Da Rota do Sal à emancipação: a história por trás do desenvolvimento de Iguaba Grande, a princesinha da Região dos Lagos

Município completa 30 anos de emancipação político-administrativa neste domingo (8)

Foto: Reprodução/ Internet

O município de Iguaba Grande completa 30 anos de emancipação político-administrativa neste domingo (8). Conhecida como a “Princesinha da Região dos Lagos”, ao longo dos últimos anos, a cidade despontou em desenvolvimento e avanços. Sua história independente começou em 1995, e o portal Fontecerta.com conversou com o historiador e presidente do Instituto Histórico de Iguaba Grande, Elias Marinho, para entender os aspectos sociais que favoreceram a emancipação na época.
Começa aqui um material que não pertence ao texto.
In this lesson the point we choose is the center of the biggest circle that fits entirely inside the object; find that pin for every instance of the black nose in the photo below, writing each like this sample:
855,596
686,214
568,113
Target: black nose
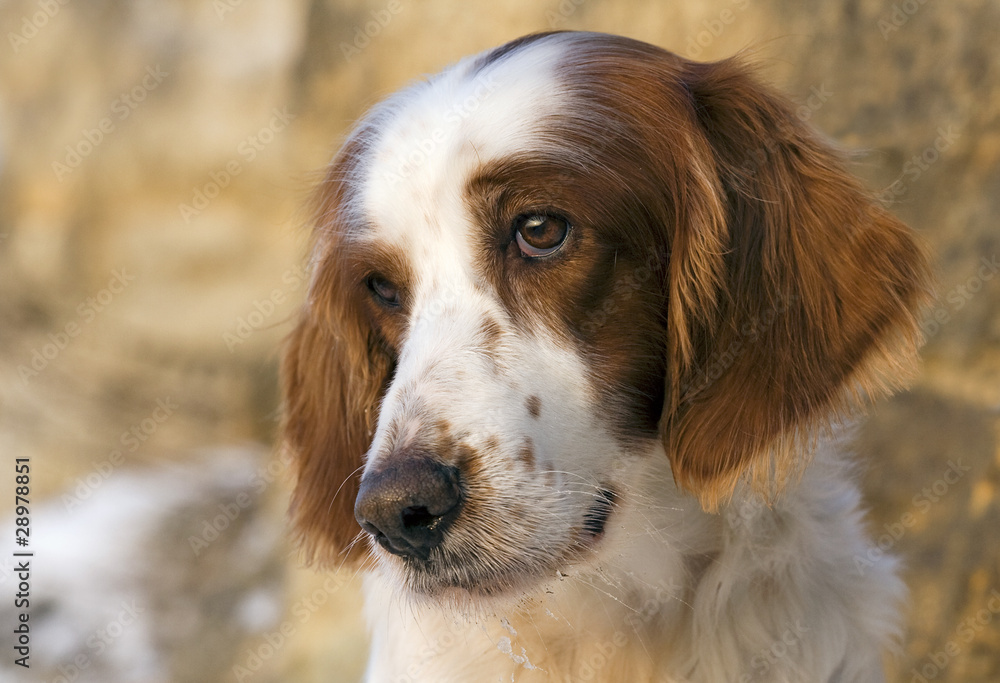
408,505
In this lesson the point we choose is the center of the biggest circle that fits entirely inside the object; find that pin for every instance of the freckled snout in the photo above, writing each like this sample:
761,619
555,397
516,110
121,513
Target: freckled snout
408,504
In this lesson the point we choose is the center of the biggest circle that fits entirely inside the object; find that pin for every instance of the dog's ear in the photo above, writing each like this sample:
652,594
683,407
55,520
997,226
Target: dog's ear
814,293
332,373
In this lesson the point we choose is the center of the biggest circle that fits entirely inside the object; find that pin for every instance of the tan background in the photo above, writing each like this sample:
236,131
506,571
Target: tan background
148,105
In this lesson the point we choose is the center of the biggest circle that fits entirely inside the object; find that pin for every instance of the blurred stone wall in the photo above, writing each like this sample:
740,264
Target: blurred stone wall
155,157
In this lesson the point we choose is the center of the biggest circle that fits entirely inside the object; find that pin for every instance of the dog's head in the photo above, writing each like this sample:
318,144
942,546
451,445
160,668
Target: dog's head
553,262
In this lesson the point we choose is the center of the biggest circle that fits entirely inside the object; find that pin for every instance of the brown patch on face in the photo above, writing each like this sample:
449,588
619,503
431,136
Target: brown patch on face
526,453
488,340
506,49
727,279
364,259
602,291
790,296
534,406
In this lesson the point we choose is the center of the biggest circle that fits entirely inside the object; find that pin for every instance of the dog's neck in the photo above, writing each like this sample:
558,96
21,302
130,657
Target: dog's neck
675,594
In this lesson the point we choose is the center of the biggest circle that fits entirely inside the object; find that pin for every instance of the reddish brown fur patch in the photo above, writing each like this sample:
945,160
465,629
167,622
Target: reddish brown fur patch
526,453
786,281
334,368
534,406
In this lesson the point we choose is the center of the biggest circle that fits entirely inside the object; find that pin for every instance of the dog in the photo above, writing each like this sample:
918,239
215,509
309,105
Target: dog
587,327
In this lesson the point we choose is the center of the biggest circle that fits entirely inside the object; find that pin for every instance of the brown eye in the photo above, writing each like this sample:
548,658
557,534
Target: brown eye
540,234
384,291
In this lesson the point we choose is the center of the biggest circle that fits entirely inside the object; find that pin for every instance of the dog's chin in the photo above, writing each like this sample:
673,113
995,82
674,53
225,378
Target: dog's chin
480,580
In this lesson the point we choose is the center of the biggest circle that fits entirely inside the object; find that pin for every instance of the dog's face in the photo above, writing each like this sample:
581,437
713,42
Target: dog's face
553,263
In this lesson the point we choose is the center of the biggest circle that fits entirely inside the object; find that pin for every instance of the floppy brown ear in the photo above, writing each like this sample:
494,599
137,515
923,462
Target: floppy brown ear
332,374
816,306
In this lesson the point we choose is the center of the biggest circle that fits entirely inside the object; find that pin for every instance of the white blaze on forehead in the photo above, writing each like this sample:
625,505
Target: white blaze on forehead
434,135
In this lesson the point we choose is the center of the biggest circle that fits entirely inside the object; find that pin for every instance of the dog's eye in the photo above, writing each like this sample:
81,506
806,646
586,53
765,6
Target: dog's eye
540,234
384,291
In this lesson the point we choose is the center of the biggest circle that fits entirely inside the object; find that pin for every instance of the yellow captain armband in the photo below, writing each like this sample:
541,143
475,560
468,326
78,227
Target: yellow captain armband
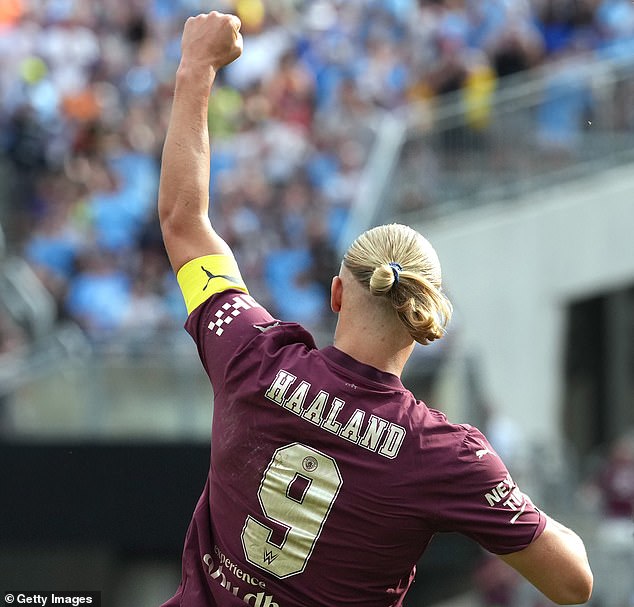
202,277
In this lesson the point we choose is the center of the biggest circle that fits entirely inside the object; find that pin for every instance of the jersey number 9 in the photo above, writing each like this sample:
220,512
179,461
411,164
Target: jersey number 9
296,493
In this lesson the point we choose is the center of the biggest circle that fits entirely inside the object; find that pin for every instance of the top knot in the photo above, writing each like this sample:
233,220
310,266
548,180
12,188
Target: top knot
396,270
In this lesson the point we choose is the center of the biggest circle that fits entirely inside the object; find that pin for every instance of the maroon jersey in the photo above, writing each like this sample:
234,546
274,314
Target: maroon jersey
328,478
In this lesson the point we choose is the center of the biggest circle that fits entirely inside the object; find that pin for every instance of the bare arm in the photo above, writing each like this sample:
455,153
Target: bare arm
209,42
556,564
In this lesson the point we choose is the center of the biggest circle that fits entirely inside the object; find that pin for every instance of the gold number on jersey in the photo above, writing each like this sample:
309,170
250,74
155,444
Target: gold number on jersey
297,491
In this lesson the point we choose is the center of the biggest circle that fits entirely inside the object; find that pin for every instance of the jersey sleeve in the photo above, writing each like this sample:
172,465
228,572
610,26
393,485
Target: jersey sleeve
482,501
223,317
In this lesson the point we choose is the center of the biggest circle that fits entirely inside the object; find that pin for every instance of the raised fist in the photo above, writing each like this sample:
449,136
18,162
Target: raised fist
212,40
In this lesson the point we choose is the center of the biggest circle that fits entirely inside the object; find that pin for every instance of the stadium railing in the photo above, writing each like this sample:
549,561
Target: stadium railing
496,143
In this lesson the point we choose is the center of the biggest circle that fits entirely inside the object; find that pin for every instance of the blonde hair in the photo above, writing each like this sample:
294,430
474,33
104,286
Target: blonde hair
397,263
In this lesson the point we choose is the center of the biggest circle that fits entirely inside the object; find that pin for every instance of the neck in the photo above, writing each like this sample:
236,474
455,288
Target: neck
382,354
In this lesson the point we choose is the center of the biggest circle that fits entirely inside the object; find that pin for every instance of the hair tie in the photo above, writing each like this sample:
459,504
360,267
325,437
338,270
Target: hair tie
396,269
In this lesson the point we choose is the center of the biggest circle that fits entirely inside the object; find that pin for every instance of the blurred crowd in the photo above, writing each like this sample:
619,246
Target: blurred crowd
85,92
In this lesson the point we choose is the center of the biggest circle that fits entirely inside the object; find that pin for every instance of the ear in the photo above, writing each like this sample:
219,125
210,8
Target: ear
336,292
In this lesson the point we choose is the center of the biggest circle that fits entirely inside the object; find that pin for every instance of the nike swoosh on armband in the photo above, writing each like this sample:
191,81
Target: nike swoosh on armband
211,276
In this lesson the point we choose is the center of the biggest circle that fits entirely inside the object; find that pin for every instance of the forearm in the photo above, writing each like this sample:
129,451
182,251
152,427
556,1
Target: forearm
209,42
184,184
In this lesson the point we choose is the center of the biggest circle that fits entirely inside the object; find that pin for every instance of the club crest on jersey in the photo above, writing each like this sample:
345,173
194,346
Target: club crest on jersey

Segundo o pesquisador, a história do desenvolvimento de Iguaba Grande começa em 1888, quando a localidade foi elevada à categoria de Freguesia e passou a ser considerada distrito de São Pedro da Aldeia – que ainda pertencia a Cabo Frio. Impulsionado pela atividade agrícola, pesca, e pelas produções de cal e sal, já na época, o município gerava grande movimentação econômica para a Região dos Lagos. E a possibilidade de independência surgiu cedo, em 1915, com a chegada da ferrovia da Estrada de Maricá.

Elias explica que, através do transporte de mercadorias e pessoas, Iguaba Grande passou a ser reconhecida como local de importância e interesse comercial na Região dos Lagos. Apesar da geração significativa de receita, foi devido ao destaque econômico que a emancipação se tornou um processo demorado. “Naquele tempo, Iguaba Grande só não conseguia se emancipar por um motivo: era o distrito que mais arrecadava. São Pedro da Aldeia quase não investia para que a localidade não crescesse e permanecesse dependente. Além disso, as lideranças da época buscavam sempre um vice-prefeito do distrito, o que fazia com que os líderes políticos não se unissem pela emancipação.”, contou Elias.

Até a década de 1937, a Estação Ferroviária de Iguaba foi o último ponto da Estrada do Sal, e o então distrito era responsável por fazer a distribuição de mercadorias para toda a Região dos Lagos. Com o encerramento das atividades da ferrovia, em 1962, a princesinha da Região teve uma queda expressiva de desenvolvimento e arrecadação financeira. Mas, segundo Elias Marinho, a adversidade durou pouco.

Destaque turístico motivou aumento do interesse pela emancipação

Através do crescimento do interesse turístico e retorno do investimento nas primeiras atividades econômicas, o faturamento de Iguaba Grande voltou a aumentar. “Naquele tempo, Iguaba ainda contava com salinas em operação, produção de cal, engenho de farinha, além de uma agricultura e pecuária bastante expressivas. Também havia um crescente movimento turístico, que gerava receita significativa. Na época da emancipação, a nossa principal característica era o turismo, que ficou muito forte devido à qualidade da água da Lagoa e o investimento em construções civis.”, destacou.

Ainda de acordo com o historiador, foram a volta do crescimento do arrecadamento e a falta de melhorias que motivaram o início do movimento em prol da emancipação, em 1988. As mobilizações resultaram na solicitação da emancipação, entregue à Assembleia Legislativa do Estado do Rio de Janeiro (ALERJ), em 1990. E foram mais quatro anos de espera para que, no dia 13 de março de 1994, acontecesse o plebiscito. A votação contou com a presença de 94% da população e a emancipação de Iguaba Grande foi aprovada por 93,6% da população.

Elias afirma que, após 30 anos de emancipação político-administrativa e a passagem de sete prefeitos pela administração municipal, o desenvolvimento é claro, mas foi a partir do governo de Vantoil Martins que o município começou a criar uma maior maturidade.

“Quando a cidade teve o seu primeiro governo, não havia uma estrutura própria, então foram criando algumas estruturas alugadas. Nos últimos anos, a cidade vem se desenvolvendo, com grandes investimentos em infraestrutura, pavimentação, atrativos turísticos e comércio, e começa a criar mais estrutura, saindo de prédios alugados para prédios próprios.”, observou o historiador.

Em entrevista ao portal Fontecerta.com nesta sexta-feira (6), o primeiro prefeito de Iguaba e um dos articuladores da emancipação, Hugo Canelas, contou que o primeiro mandado foi um período de implementação e que, agora, é que vem o desenvolvimento. Ainda segundo o ex-prefeito, o município tem tudo para continuar crescendo nos próximos anos.

“Vai dar certo. Já está dando. Desde que o povo continue escolhendo bem seus governantes, como fez com o Vantoil Martins e agora com o Fábio. A responsabilidade começa nas urnas.”, afirmou Hugo Canelas sobre o futuro de Iguaba Grande.